Basics#

Vecworks builds on top of Pypeworks, adding specialised nodes to easily interface with vector stores. These nodes employ various constructs to specify how these vector stores should be queried.

Retrievers#

A Retriever is a specialised Pypeworks node designed to query vector stores. These retrievers take the inputs passed by argument, vectorizing these inputs to compare them with the vectors stored in the vector store. If this produces any matches, retrievers help access associated metadata.

Regardless of the backend, all retrievers need to define the indices to query, the vectorizers to employ, and the metadata to retrieve:

retriever = Retriever(

    index = [

        vecworks.Index(

            name         = "INDEX_NAME",
            bind         = "ATTRIBUTE_NAME",

            distance     = vecworks.DISTANCES.cosine,

            vectorizer   = RemoteVectorizer(
                url        = "http://localhost:5000/",
                vectorizer = "vectorizer-name"
            ),

            density      = vecworks.DENSITY.dense

        )

    ],

    retrieve = {
        "METADATA": "metadata_alias"
    }

)

In practice specific retrievers may need additional arguments to connect with a vector store. Refer to the documentation of the retriever you wish to employ for the full details.

Note that despite being designed to function as Pypeworks node, retrievers may also be used standalone. To invoke a retriever, use the exec() method as follows:

retriever.exec("query: What is a vector?")

Indices#

Vector stores retain their vector data using indices. These data structures are specifically designed to allow for efficient similarity matching during lookups. Software interfacing with vector stores must therefore specify what indices to access.

In Vecworks access to indices is controlled through Index objects. These objects provide a generalized interface detailing what index to access (using name), how to connect arguments to the index (using bind), and how to match data with the index (using vectorizer, distance and density).

Density#

Vectors may be represented either densely or sparsely. A dense vector stores each element in a continuous block of memory, allowing for more efficient processing of calculations involving entire vectors. On the other hand, a sparse vector only stores non-zero elements, requiring less storage than dense vectors, allowing to work with high dimensional vector that otherwise would not fit into memory.

As the specific application determines whether computation or storage needs to be optimized, Vecworks requires the user to specify whether to use dense or sparse vectors. This is done using the DENSITY enumeration.

Distance#

Distance functions are used to calculate the (dis)similarity between two vectors, i.e. a vector passed by argument and an indexed vector. As each distance function has its own specific uses, Vecworks supports various functions using DISTANCES, namely:

Name

Workings

Use cases

cosine

Compares the orientation of two vectors by calculating the angle between two non-zero vectors.

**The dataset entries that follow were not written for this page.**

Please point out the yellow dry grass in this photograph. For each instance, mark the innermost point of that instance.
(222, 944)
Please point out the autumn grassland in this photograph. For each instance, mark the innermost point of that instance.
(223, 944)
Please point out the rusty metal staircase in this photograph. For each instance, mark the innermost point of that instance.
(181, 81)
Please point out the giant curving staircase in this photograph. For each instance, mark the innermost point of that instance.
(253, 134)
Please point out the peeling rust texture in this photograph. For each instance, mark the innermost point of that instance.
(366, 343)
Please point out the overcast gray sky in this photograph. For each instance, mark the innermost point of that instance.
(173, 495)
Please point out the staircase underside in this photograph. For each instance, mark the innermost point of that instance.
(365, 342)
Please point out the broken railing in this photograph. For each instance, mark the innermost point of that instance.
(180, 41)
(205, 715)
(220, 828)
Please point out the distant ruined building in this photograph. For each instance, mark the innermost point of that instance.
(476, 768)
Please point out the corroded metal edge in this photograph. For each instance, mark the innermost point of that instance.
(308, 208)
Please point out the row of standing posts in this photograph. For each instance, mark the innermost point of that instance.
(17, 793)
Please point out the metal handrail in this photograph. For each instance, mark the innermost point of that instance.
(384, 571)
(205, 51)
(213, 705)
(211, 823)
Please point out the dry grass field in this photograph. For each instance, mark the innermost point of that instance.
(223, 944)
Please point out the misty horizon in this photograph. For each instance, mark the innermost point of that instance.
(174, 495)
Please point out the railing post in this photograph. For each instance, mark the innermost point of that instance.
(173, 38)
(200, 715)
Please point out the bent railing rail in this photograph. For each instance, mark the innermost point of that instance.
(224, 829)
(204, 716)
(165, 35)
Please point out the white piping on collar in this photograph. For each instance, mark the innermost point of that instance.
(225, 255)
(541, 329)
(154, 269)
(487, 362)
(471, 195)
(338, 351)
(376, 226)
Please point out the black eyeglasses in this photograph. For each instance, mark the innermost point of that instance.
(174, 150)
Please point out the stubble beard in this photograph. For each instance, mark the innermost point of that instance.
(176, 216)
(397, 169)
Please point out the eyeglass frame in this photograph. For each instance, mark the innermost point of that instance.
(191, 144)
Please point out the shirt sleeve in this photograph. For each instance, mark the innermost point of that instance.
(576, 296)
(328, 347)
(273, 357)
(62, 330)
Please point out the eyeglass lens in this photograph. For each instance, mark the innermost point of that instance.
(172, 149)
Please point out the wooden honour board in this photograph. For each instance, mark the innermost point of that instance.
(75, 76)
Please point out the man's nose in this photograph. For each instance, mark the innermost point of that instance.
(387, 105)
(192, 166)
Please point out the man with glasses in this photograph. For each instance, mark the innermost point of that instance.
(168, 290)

  • Semantic text matching

  • Document classification

nip

negative inner product

Takes two equal-length vectors, multiplying both vectors’ elements pairwise, summing up the results. Multiplied with -1 to allow a higher inner product to represent greater similarity.

  • Structural text similarity

  • Ranking and recommendations

l1

Manhattan distance

Takes two equal-length vectors, calculating pairwise the absolute difference between both vectors’ elements, summing up the results to produce a single distance measure.

  • Image matching

  • Histogram matching

l2

Euclidean distance

Takes two equal-length vectors, calculating pairwise the absolute difference between both vectors’ elements, squaring up the results before them up into a single distance measure.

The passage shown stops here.